SLVAFV2 June 2024 LMR51610 , TPS629210
3 Voltage Drop Comparison Between Calculation, Simulation, and Measurement
Based on the typical number in the data sheet, this section compares the voltage drop between the calculation, simulation and actual measurement. Table 3-1 shows the specifications of the TPS629210.
| Parameter | Value | Unit |
|---|---|---|
| Input Voltage | 5 | V |
| Output Voltage | 5(Ideally) | V |
| Output Current | 0.1-0.9 | A |
| Duty Cycle | 100 | % |
| High-side Resistance | 250 | mΩ |
| Low-side Resistance | 85 | mΩ |
| Inductor DC resistor | 37 | mΩ |
Table 3-2 shows the actual measurement results of TPS629210.
| Input voltage(V) | Input current(A) | Output Voltage(V) | Output Current(A) | Voltage drop(V) |
|---|---|---|---|---|
| 4.9691 | 0.0956 | 4.9386 | 0.0980 | 0.0305 |
| 4.9667 | 0.1946 | 4.9046 | 0.1972 | 0.0621 |
| 4.9645 | 0.2932 | 4.8710 | 0.2968 | 0.0935 |
| 4.9621 | 0.3927 | 4.8365 | 0.3952 | 0.1256 |
| 4.9598 | 0.4932 | 4.8017 | 0.4929 | 0.1581 |
| 4.9574 | 0.5925 | 4.7660 | 0.5920 | 0.1914 |
| 4.9551 | 0.6925 | 4.7295 | 0.6915 | 0.2256 |
| 4.9528 | 0.7920 | 4.6918 | 0.7910 | 0.2610 |
| 4.9505 | 0.8900 | 4.6527 | 0.8890 | 0.2978 |
Then, using Equation 7, we can simply calculate the voltage drop, or we can use Equation 8 to calculate by setting D equal to 1. For a more detailed comparison, a simulation model is made in plecs. Relevant parameters, such as resistance, duty cycle, and output resistor, were embedded into the model.

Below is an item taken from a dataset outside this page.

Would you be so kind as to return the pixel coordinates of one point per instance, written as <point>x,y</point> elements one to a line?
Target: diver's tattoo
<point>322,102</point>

Table 3-3 summarizes the voltage drops based on the calculations, simulations, and real tests. To compare the deviations of the calculation and simulation from the actual parameters, the parameters used in the calculation and simulation were consistent with the actual test values.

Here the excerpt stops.